You'll want to suppress the old product pages from categories for best usability. Linking customer reviews to public buyer profiles is a smart way to ensure they stay in your site architecture.

However, redirecting to a category page can confuse a customer, who expected to land on the product page. Keeping the product page avoids this problem. It also ensures you receive traffic for the long-tail keywords (like model numbers) that are so valuable.

The best way to optimize such a page is to clearly identify the item is out of stock (a label over the product image will surely be noticed), and show alternative or replacement products clearly.

Pay Per Click

Perhaps nothing hits your marketing budget’s efficiency harder than a leak in your PPC faucet. Not only are you missing out on sales, you’re paying Google to send you traffic to a sold out product. Having the right processes in place to catch OOS products and pause keywords is important.

George Michie from Rimm-Kaufman Group shared with Get Elastic his paid search management firm’s process for handing temporarily OOS products. RKG uses couples a system that flags products when they drop out of inventory or a data feed with a URL-checking tool that identifies landing pages with page load error messages or “out of stock” status.

Bidding on permanently out of stock items (like discontinued model numbers or software versions) can still be profitable, so long as you offer substitute product(s) and inform/merchandise your landing page accordingly.
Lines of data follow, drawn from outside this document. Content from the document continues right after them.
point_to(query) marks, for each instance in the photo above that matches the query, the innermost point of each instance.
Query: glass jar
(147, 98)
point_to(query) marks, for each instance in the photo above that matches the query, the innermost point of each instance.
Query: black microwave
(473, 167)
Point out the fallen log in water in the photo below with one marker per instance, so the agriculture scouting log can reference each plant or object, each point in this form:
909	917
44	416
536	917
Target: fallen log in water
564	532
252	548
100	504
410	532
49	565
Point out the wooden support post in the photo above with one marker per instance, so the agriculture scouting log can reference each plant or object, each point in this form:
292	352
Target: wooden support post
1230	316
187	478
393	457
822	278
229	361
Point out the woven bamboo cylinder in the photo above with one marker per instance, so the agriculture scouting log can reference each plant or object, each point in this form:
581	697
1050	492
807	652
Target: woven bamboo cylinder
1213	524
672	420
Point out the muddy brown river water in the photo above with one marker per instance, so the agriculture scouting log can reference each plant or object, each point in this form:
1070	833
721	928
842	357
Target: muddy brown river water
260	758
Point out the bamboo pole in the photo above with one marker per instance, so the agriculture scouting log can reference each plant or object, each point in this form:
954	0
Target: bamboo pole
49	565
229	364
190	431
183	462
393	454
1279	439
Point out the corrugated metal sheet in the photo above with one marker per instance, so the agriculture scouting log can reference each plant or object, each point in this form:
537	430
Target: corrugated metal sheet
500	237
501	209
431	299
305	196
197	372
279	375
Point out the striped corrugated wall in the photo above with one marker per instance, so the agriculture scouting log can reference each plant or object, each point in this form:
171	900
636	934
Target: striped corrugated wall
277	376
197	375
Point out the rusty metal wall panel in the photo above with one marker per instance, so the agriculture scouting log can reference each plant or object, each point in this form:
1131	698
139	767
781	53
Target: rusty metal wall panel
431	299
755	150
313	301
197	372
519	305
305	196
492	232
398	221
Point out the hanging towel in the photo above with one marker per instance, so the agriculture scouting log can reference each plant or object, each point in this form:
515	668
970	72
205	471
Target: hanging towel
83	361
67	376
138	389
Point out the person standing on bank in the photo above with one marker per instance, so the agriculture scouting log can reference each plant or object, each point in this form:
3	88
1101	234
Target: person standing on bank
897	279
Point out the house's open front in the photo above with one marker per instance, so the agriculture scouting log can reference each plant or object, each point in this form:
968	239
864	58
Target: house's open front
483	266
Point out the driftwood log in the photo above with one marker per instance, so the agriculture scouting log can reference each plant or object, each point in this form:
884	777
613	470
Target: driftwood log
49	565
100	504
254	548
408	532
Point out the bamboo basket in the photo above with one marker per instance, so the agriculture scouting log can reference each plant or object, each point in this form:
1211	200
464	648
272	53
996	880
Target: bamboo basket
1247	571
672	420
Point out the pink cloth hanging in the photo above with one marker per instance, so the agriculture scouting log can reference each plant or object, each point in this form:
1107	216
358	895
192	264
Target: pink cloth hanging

If a product is gone for good, it’s best to remove or permanently pause keywords pointing to the product page. In some cases, keywords may be effectively applied to other Ad Groups.

Affiliate / Data Feeds

Like pay-per-click, permanently out of stock items should be pulled from shopping engine and other affiliate data feeds.

Email

A successful email campaign can often result in a featured product selling out. There are a couple creative ways of handling this problem.

You might add an “email me when this item is back in stock” feature to your product pages for those who click through. (Again, suggesting alternative products on the landing page helps).

Or, you could dynamically update your email creative to reflect a product’s availability.

A side effect is this creates urgency for your other featured products. It suggests products are at a high risk of selling out.

If you haven’t created an out-of-stock salvage plan, now’s the time. Make sure none of the marketing resources you’ve invested ever go to waste.